Прежде, чем приступать к анализу места и роли административного аппарата в истории колонизации Дальнего Востока России и Северо-Востока Китая, необходимо определиться с термином «административный ресурс». При этом нужно учесть, во-первых, что сам термин, появившийся в XX веке, носит неоднозначную и даже негативную окраску, во-вторых – использование подобной терминологии для истории XVIIXIX вв. носит достаточно условный, и даже спорный характер.

Чем объясняется попытка привнесения в исторический анализ современных аллюзий? Прежде всего, обратим внимание на вторую часть словосочетания, то есть «ресурс». В словаре Ожегова под ресурсом понимаются: 1. Запасы, источники чего-нибудь; 2. Средство, к которому обращаются в необходимом случае [13].

Именно последнее определение и представляет для нас особый интерес.

Теперь определимся с термином «администрация».

Согласно социологическому словарю, под ней понимается:

1. Иерархия организационных единиц, включающая в себя должностных лиц управления;

2. Процесс принятия и осуществления управленческих решений;

3. Деятельность государства по управлению; совокупность государственных органов, осуществляющих функции управления [12] .

В данном случае нас интересует второе определение.

Таким образом, можно выстроить определенную логическую конструкцию: «Административный ресурс» - необходимые в данном, конкретном случае средства по принятию и реализации управленческих решений. При этом нужно отметить их экстраординальный, неконвенциональный характер. Именно такое определение коррелирует с характеристикой исследователя управленческих методов А. Е. Чуклинова:

Административный ресурс — это система управленческих методов и средств, реализуемых должностными лицами и государственными органами в целях, противоречащих базовым принципам государственной службы.

Есть и другой вариант:

Административный ресурс – это использование должностными лицами или государственными органами исполнительной ветви власти легальных властных полномочий с целью получения дополнительных возможностей и гарантий в процессе реализации своих политических интересов [14].

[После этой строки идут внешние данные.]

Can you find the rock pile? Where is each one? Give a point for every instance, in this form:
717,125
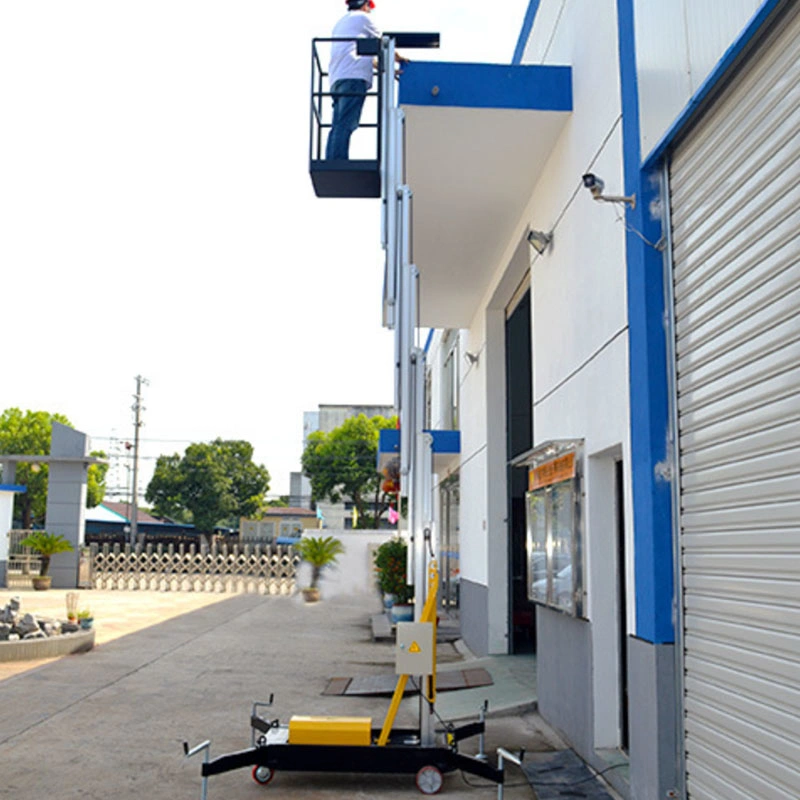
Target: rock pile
16,626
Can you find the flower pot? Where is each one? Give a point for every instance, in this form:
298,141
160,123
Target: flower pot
311,595
402,612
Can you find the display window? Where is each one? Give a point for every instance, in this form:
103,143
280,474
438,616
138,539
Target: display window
554,535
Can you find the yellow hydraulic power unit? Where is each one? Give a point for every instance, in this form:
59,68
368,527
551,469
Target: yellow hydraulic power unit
331,730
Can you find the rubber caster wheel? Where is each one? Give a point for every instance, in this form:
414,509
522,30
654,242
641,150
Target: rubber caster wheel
263,775
429,780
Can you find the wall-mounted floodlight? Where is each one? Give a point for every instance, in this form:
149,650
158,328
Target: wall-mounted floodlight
539,241
596,185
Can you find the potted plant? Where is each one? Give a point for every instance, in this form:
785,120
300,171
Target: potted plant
85,619
46,545
390,562
319,552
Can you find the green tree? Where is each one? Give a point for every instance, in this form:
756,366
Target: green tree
29,433
210,485
47,545
343,464
320,552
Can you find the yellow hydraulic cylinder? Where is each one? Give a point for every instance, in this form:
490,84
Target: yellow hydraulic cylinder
330,730
428,615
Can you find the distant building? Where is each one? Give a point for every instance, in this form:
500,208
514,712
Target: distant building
111,522
278,523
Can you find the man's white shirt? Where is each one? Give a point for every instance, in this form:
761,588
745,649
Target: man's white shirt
345,63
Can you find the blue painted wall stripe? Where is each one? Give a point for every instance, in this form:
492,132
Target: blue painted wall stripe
717,75
524,34
649,398
530,88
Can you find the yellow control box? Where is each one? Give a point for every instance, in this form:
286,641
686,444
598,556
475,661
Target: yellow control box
330,730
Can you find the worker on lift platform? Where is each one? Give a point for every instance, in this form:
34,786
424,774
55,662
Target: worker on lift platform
350,75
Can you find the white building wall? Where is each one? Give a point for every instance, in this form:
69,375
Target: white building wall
679,42
579,322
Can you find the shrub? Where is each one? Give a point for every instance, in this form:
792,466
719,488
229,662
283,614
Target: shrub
390,562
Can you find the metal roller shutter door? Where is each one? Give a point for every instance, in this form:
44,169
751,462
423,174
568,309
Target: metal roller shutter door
735,207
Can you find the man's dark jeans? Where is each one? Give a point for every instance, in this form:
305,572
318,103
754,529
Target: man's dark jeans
348,100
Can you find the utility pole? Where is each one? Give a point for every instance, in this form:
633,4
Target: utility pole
137,408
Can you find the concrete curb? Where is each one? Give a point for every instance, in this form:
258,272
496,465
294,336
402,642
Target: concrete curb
52,647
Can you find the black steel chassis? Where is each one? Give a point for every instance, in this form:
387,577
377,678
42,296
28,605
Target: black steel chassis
402,754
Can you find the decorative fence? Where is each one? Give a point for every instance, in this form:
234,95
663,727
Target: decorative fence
23,564
235,569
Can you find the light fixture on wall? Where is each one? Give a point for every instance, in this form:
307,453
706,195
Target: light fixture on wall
539,240
596,185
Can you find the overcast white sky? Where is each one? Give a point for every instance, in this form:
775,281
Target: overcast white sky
157,218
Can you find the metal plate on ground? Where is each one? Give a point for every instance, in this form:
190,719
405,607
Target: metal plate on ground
561,775
383,685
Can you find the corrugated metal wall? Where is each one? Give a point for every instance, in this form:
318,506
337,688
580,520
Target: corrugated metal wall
735,205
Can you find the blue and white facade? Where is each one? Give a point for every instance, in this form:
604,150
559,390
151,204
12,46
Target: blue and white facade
662,336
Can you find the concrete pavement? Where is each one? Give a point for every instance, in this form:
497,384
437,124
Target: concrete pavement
110,723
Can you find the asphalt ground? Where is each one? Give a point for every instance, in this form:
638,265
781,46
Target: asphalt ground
187,667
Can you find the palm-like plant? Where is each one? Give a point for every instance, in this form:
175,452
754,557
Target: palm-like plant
320,552
47,545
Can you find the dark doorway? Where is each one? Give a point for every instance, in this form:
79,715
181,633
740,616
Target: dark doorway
519,439
622,605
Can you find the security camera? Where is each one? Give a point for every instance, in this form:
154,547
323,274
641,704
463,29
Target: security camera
594,184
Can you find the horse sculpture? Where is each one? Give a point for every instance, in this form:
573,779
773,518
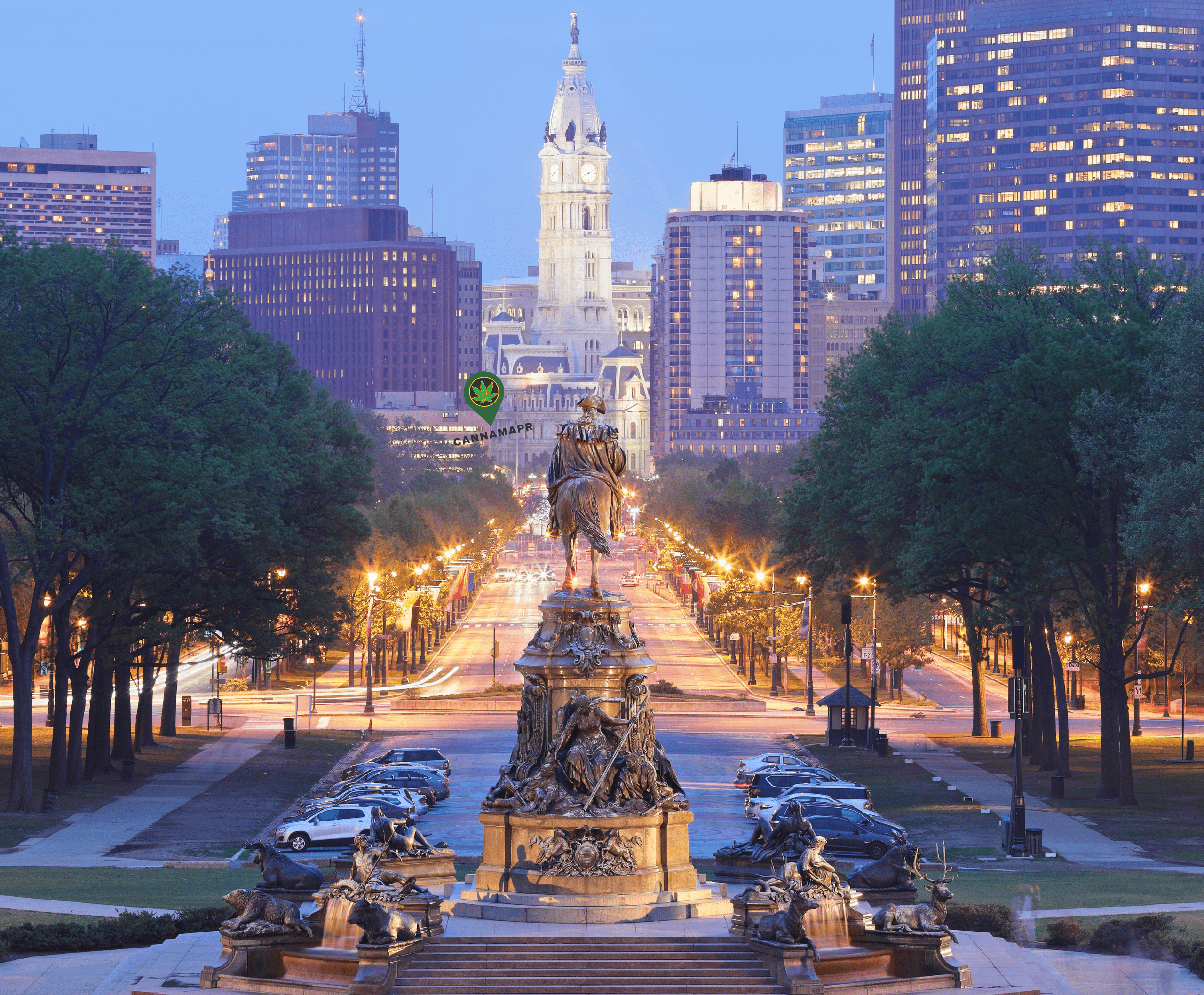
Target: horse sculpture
282,873
581,505
584,490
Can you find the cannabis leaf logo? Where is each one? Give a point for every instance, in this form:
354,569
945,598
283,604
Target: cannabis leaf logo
484,394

Оставим в стороне споры о легитимности тех или иных методов политического администрирования, и выделим главный итог: административный ресурс, зачастую обусловленный личными качествами и интересами того или иного представителя государственных структур, используется в экстраординальных случаях, под личную ответственность, и носит в значительной степени неформальный, неконвенциональный характер.

Теперь попробуем разобраться, в чем необходимость использования такой терминологии для описания истории колонизационных процессов в Приамурье. Одним из самых удачных методологических подходов к изучению подобных процессов, на наш взгляд, является теория «фронтира», предложенная американским классиком Ф. Тернером в 1893 г. на Всемирном историческом конгрессе в Нью-Йорке [8, P.33, 34, 35].

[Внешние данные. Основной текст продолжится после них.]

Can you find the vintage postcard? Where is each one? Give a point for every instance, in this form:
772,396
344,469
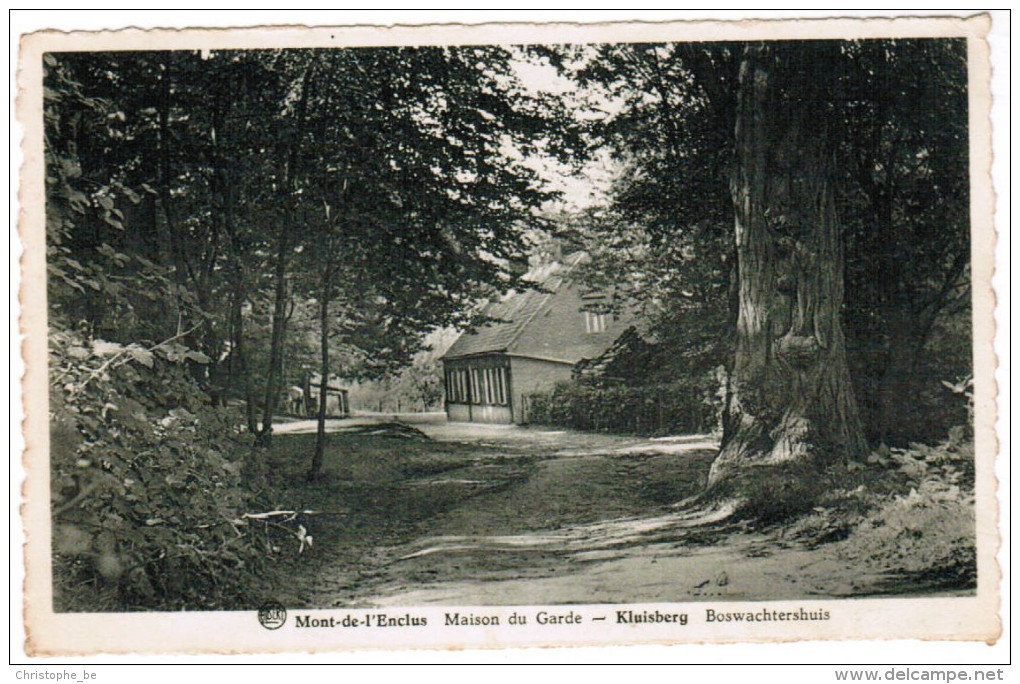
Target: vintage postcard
508,335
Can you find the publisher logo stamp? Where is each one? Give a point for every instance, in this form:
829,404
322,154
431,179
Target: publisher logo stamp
271,615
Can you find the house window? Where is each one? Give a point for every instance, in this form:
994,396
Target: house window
457,386
595,322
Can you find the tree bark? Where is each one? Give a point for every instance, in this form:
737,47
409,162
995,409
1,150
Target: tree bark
791,398
272,377
317,457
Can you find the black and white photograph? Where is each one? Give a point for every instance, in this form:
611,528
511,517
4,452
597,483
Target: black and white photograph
668,329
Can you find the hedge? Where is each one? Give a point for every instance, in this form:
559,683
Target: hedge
659,409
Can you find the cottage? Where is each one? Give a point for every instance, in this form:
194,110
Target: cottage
538,338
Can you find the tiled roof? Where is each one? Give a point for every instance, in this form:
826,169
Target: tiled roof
538,323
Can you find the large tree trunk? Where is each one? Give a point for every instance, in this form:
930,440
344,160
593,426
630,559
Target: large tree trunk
791,397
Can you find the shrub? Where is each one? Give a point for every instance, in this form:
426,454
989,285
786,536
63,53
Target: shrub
674,408
148,483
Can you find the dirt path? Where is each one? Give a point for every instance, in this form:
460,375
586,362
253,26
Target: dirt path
495,515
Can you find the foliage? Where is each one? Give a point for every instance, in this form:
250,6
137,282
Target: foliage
898,109
657,409
149,484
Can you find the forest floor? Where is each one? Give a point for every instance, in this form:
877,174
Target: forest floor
468,514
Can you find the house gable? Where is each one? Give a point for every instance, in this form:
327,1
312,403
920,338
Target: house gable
549,324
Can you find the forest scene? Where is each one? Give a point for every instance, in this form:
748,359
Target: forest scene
309,324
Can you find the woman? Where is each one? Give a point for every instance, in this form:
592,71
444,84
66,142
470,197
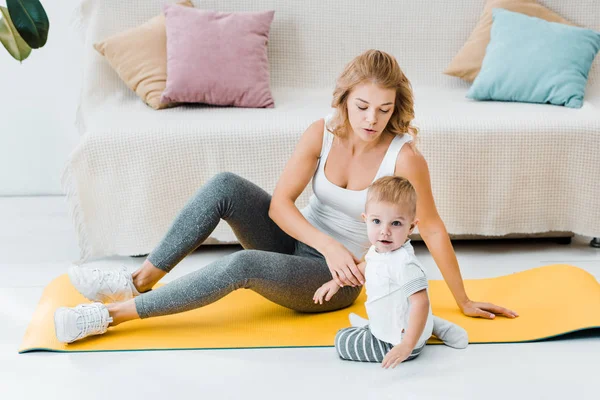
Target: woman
288,253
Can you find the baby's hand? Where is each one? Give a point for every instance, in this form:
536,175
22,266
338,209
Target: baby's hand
326,291
399,353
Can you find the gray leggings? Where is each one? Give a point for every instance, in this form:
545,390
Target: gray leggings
272,264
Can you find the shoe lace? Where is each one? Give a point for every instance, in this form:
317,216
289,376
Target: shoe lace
92,320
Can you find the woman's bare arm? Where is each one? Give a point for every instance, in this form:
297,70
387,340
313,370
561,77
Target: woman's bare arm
297,173
412,165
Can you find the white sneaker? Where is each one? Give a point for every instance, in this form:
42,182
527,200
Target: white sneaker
451,334
103,285
357,321
71,324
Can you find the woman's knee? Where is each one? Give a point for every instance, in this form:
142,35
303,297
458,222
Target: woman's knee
227,185
241,266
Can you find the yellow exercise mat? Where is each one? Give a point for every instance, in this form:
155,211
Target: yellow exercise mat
551,300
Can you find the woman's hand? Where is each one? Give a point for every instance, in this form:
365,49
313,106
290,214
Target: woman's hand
399,353
326,292
342,265
486,310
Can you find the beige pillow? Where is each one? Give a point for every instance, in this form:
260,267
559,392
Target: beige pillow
139,57
467,63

«Фронтир», как подвижная граница хорошо коррелирует с теоретическими наработками украинского ученого В. А. Дергачева, разработавшего концепцию многомерного коммуникационного пространства. Основа этой теории – понятие «границы», «рубежа» между различными типами регионов в географическом, историческом, социокультурном, экономическом, информационном и других пространствах. Рубеж выступает как зона контакта различных регионов, обладающая высокой энергетикой [9].

В данном случае мы получаем особый статус Приамурья, как фронтира-рубежа, зоны высокого напряжения. Причем, в этой зоне в рассматриваемый период действовало как минимум три актора.

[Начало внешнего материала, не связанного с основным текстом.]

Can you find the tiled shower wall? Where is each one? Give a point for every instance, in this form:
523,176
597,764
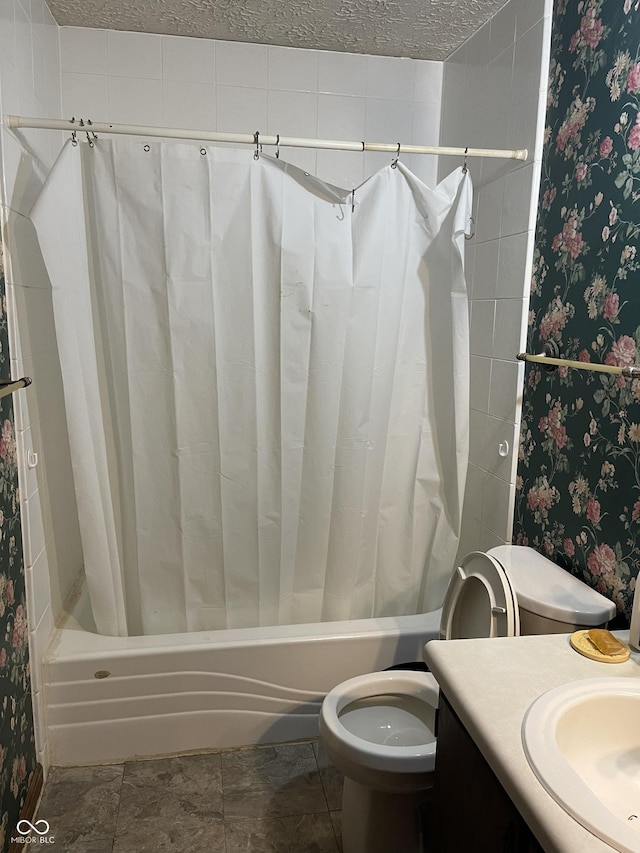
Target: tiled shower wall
139,78
494,96
493,86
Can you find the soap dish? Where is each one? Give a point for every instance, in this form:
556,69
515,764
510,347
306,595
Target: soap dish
581,643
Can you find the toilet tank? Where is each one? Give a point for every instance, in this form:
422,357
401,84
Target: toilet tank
550,599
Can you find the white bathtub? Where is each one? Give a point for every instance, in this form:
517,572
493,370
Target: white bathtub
175,693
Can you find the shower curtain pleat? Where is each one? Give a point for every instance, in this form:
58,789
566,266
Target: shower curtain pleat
267,391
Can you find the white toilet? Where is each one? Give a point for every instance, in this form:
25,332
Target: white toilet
378,728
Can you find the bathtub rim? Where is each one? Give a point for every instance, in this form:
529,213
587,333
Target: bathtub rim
71,640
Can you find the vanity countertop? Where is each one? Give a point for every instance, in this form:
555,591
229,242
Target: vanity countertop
491,683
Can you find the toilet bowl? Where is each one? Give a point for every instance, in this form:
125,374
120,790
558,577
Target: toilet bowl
379,728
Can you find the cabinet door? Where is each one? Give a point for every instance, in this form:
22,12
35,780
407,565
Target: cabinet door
471,810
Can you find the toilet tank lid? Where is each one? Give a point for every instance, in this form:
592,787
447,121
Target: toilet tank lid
544,588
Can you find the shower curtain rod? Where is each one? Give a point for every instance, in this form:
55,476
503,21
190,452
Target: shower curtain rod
631,372
82,126
10,386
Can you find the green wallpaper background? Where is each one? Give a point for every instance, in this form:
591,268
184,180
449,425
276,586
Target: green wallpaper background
578,486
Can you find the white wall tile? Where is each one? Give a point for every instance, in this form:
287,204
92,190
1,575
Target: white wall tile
501,448
512,265
241,109
528,70
38,641
520,198
7,34
510,328
489,539
425,129
497,507
524,124
135,100
83,51
292,113
478,51
342,73
506,389
388,121
485,272
38,590
503,29
239,64
85,95
470,537
24,47
29,442
529,12
189,59
390,78
341,117
292,70
428,81
482,322
490,206
134,55
341,168
478,438
33,529
480,383
189,105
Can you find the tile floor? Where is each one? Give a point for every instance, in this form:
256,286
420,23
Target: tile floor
283,798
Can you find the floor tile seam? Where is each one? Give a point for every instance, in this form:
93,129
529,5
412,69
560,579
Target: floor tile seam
255,818
117,815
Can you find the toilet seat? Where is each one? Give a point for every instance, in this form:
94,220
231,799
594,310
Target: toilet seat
480,601
389,758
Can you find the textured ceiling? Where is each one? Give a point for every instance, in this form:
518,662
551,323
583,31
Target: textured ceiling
422,29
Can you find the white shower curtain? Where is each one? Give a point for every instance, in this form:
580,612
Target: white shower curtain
266,384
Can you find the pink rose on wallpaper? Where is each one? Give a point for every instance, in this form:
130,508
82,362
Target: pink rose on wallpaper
6,440
633,78
591,28
602,560
570,240
581,171
611,306
633,140
606,146
623,352
593,510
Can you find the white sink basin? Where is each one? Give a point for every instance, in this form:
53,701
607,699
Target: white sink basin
582,741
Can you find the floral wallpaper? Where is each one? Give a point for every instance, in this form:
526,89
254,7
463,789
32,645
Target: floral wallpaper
578,486
17,746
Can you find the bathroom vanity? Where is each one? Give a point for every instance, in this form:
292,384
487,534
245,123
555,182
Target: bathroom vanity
487,795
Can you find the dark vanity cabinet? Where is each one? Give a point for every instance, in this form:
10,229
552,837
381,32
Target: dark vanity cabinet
471,812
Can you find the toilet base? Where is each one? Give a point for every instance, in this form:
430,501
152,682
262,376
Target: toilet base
381,822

Два актора – Россия и Цинский Китай – являлись субъектами, а приграничная территория (Приамурье) – объектом процесса коммуникации. Схема их взаимодействия будет похожа на треугольник, где, как мы видим, отношения между Россией и Цинским Китаем носили преимущественно «субъект-субъектный» характер, а влияние политики обеих держав на Приамурье строилось по схеме «субъект-объект.

Кроме того, следует заметить, что лишь два актора этого процесса являются государствами и, следовательно, могут в той или иной форме использовать административные меры для решения тех или иных вопросов. Учитывая существенную разницу в социальном, экономическом и этнокультурном «коде» этих акторов, можно отметить, что зона их контакта обладала высокой напряженностью. Экстраординарные условия коммуникации требовали и особых административных методов.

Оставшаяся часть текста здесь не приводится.